According to the Wikipedia article about Pi, if we set $z=\frac{1}{2}$ to $$\Gamma (z)=\dfrac{e^{-\gamma z}}{z}\displaystyle\prod_{n=1}^\infty \dfrac{e^{z/n}}{1+z/n}$$ and square the result, we get the Wallis product for $\pi$.
In my attempt, I ended up with $$\displaystyle\prod_{n=1}^\infty \dfrac{4n^2e^{1/n}}{(2n+1)^2}=\dfrac{\pi e^\gamma}{4},$$ but I don't know what to do next.
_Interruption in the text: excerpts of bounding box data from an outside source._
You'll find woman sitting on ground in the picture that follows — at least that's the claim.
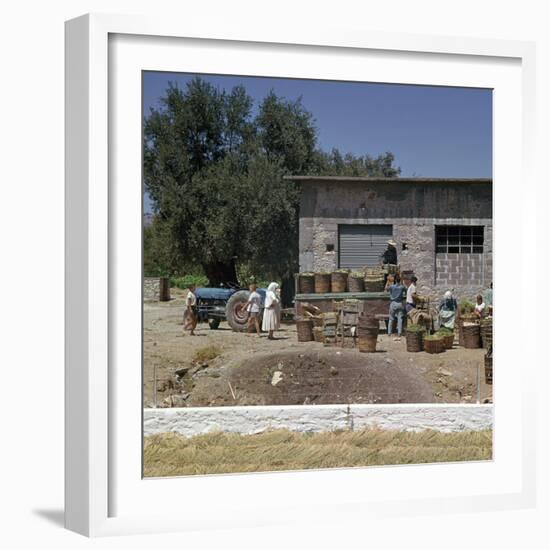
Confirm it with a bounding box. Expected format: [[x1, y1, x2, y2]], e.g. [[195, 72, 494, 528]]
[[262, 283, 280, 340]]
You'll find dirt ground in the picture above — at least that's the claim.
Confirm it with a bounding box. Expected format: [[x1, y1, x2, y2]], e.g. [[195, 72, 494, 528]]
[[143, 289, 492, 407]]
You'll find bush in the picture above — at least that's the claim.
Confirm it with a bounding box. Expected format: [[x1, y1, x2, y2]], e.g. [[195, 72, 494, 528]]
[[193, 346, 222, 363], [170, 273, 208, 290]]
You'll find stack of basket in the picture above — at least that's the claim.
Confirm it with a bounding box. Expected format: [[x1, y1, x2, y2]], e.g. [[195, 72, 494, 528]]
[[436, 328, 455, 349], [485, 344, 493, 384], [424, 334, 445, 353], [365, 268, 385, 292], [479, 316, 493, 350], [357, 313, 380, 353], [330, 269, 349, 292]]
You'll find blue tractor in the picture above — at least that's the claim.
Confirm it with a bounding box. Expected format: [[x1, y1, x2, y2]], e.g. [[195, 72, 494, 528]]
[[195, 283, 266, 332]]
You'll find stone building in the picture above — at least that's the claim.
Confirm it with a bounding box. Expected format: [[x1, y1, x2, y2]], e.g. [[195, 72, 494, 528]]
[[289, 176, 493, 299]]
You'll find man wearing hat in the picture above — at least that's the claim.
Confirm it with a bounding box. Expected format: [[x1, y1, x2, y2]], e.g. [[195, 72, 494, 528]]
[[382, 239, 397, 265]]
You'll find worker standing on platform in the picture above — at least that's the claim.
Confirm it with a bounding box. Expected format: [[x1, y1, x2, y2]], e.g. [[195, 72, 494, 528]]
[[382, 239, 397, 265]]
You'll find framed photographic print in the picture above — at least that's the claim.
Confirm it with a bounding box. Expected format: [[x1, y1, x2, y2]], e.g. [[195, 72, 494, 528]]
[[66, 15, 536, 536]]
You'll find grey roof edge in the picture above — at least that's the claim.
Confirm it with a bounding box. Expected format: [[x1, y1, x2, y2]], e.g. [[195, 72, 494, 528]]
[[284, 176, 493, 184]]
Note that $$\gamma=\lim_{n\to\infty}\left(1+\frac12+\cdots+\frac1n-\ln n\right)$$ and so $$e^{\gamma}=\lim_{n\to\infty}\frac{e^1e^{1/2}\cdots e^{1/n}}n.$$ Thus $$\prod_{n=1}^\infty \dfrac{4n^2e^{1/n}}{(2n+1)^2} =e^{\gamma}\lim_{N\to\infty}N\prod_{n=1}^N \frac{(2n)^2}{(2n+1)^2} =\frac{e^\gamma}2\lim_{n\to\infty}\frac21\frac23\frac43\cdots \frac{2N}{2N-1}\frac{2N}{2N+1}$$ which looks a bit more like the Wallis product.